In her letter, Dr. Bauman posited that early dismissal had been accommodated during the last school year, but that "new restrictions" had reportedly been placed on this arrangement. She requested that the previous early dismissal arrangements be reinstated, as the "new 'rules' are creating high levels of anxiety in an already emotionally fragile child and are creating a potential risk to his personal safety." (P-5)
The Team reviewed Dr. Bauman's letter during a 10-minute break and considered it when the meeting resumed. The Team did not agree with Parents' assertion that the information provided by Dr. Bauman supported the requested modification to Ian's schedule. (P-7; S-3)
During the meeting, Ms. Hebert reviewed the District's dismissal and attendance protocols to ensure student safety and stated that Parents could choose to continue dismissing Ian at 2:20 each day, but they needed to follow the same dismissal protocol that applies to all students. Triton staff explained that as this is the first year of Ian's compulsory attendance, his daily early dismissal would result in a loss of learning time that could impact his progress negatively.

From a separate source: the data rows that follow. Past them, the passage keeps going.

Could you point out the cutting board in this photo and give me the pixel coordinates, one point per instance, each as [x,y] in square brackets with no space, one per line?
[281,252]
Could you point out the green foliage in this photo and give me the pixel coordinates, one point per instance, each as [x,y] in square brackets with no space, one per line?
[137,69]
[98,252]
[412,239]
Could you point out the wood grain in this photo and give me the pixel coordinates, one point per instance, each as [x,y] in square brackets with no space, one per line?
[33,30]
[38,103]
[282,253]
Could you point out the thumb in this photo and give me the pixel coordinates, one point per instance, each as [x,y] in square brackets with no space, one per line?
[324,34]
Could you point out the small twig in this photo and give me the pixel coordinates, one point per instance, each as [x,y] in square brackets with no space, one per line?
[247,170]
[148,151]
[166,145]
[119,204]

Parents requested information about what Ian was missing by leaving school early and Triton provided his daily schedule, showing that the last 35 minutes of Ian's school day includes 20 minutes of individual instruction and a dismissal routine. Ian's TLC teacher, Ms. Bowes, was particularly concerned about Ian missing these activities and expressed that he needs a full day of programming. Parents expressed their apprehension that if they were to sign Ian out of school early every day, he might be held back. The District explained that an early dismissal does not constitute an absence; if there were any possibility that Ian might not move to the next grade because he was not making progress, Triton would notify Parents and convene the Team. (P-7; S-2, S-3, S-4, S-6; Nolan, I: 26-27, 29-30)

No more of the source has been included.